Wow, talk about the perfect poem.

In the gloom the crunchies come and go
Talking of their Arts and Crafts bungalow.

It even has, unedited, the stock response to the ievitable question, "Did you just call me sub-human?":

"That is not it at all,
That is not what I meant, at all."

And we might finish with those burning questions,

Shall I leave my mare behind? Do I dare to eat a non-organic peach?
I shall wear imported trousers, and drive an SUV upon the beach.
I have heard the crunchies singing, each to each.

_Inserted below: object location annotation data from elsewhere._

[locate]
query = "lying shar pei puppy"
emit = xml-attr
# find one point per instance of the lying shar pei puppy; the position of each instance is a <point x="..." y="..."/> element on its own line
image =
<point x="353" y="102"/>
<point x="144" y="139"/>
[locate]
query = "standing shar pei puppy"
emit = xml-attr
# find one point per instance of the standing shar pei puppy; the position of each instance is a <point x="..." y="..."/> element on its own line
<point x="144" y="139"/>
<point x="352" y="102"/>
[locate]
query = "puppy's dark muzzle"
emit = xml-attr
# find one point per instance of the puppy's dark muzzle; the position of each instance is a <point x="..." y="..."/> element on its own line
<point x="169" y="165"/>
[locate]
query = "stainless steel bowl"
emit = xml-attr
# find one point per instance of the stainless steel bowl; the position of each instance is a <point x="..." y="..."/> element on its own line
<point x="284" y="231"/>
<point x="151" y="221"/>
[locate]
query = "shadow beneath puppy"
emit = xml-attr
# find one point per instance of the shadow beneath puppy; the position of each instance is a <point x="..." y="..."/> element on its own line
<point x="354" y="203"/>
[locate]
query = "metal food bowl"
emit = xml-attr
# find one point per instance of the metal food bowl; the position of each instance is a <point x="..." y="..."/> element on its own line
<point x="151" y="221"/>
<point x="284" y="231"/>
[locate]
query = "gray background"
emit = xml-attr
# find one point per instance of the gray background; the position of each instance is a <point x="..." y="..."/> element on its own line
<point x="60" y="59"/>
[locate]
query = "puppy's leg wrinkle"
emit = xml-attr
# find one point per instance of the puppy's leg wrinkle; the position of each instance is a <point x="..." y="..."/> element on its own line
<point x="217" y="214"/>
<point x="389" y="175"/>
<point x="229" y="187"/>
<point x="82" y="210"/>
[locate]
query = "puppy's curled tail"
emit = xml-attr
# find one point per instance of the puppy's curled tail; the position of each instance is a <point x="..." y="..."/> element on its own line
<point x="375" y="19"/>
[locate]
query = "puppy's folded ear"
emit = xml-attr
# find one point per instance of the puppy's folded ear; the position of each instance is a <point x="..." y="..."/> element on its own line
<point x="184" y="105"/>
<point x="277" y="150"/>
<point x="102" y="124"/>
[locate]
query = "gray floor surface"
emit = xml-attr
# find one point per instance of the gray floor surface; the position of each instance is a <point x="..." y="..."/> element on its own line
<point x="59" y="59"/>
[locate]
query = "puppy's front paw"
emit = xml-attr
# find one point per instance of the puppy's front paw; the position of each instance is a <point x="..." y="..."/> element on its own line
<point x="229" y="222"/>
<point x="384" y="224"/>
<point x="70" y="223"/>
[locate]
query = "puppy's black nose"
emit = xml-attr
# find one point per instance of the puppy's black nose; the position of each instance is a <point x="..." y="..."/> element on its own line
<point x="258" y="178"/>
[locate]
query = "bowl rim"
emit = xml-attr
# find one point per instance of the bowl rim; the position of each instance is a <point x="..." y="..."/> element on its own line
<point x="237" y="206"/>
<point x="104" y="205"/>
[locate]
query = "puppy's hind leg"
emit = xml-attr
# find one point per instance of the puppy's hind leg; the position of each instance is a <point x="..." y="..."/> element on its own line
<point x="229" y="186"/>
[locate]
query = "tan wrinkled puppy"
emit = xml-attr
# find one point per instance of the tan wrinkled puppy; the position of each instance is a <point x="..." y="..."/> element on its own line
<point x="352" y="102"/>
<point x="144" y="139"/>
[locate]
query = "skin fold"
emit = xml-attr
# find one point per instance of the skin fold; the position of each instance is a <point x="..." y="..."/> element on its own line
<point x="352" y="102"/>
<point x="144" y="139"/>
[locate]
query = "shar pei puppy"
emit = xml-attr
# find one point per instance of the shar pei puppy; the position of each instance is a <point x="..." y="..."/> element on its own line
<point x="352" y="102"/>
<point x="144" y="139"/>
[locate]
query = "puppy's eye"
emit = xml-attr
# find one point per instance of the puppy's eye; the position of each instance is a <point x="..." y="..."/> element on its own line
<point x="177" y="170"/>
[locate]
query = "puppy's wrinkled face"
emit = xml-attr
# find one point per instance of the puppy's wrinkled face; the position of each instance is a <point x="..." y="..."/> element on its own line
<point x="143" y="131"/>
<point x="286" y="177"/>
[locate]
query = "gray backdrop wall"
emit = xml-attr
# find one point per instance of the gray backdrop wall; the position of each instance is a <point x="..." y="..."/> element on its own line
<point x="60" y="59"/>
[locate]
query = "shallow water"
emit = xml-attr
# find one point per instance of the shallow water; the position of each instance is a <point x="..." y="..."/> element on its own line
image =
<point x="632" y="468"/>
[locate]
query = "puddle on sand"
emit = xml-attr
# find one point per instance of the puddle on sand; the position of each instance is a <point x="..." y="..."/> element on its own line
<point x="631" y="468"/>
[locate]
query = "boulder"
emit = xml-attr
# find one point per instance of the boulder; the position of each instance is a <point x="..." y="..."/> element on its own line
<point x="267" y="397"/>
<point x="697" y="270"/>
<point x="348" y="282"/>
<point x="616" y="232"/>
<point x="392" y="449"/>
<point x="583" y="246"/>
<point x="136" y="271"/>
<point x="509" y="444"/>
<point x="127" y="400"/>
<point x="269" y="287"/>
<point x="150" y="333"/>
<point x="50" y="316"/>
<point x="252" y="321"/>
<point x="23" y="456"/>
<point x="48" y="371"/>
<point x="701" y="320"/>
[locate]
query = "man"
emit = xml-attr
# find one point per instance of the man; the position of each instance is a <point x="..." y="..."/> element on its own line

I do not think that they will sing to me.

1:45 PM  
Blogger Bubba said...

Unless someone has the audacity to trump Rod Dreher's last post (Caleb?), I believe the Crunchy Con blog has come to a close.

And to think, they closed with a list of "recommended reading" without addressing how reading the works of British and Greek authors maintains the beauty of the local and particular here in America; how the modern publishing industry -- from printing presses to big retailers -- is non-crunchy and inhuman; how one must rape the environment to make the paper that goes into books; and how reading a book by yourself (even using natural light) threatens the connectiveness of the local community.

Ah, well, such things are probably not important.

Contra Crunchy, if you keep blogging, I for one will keep coming; regardless, I believe you have at least some of our email adresses. Don't be a stranger.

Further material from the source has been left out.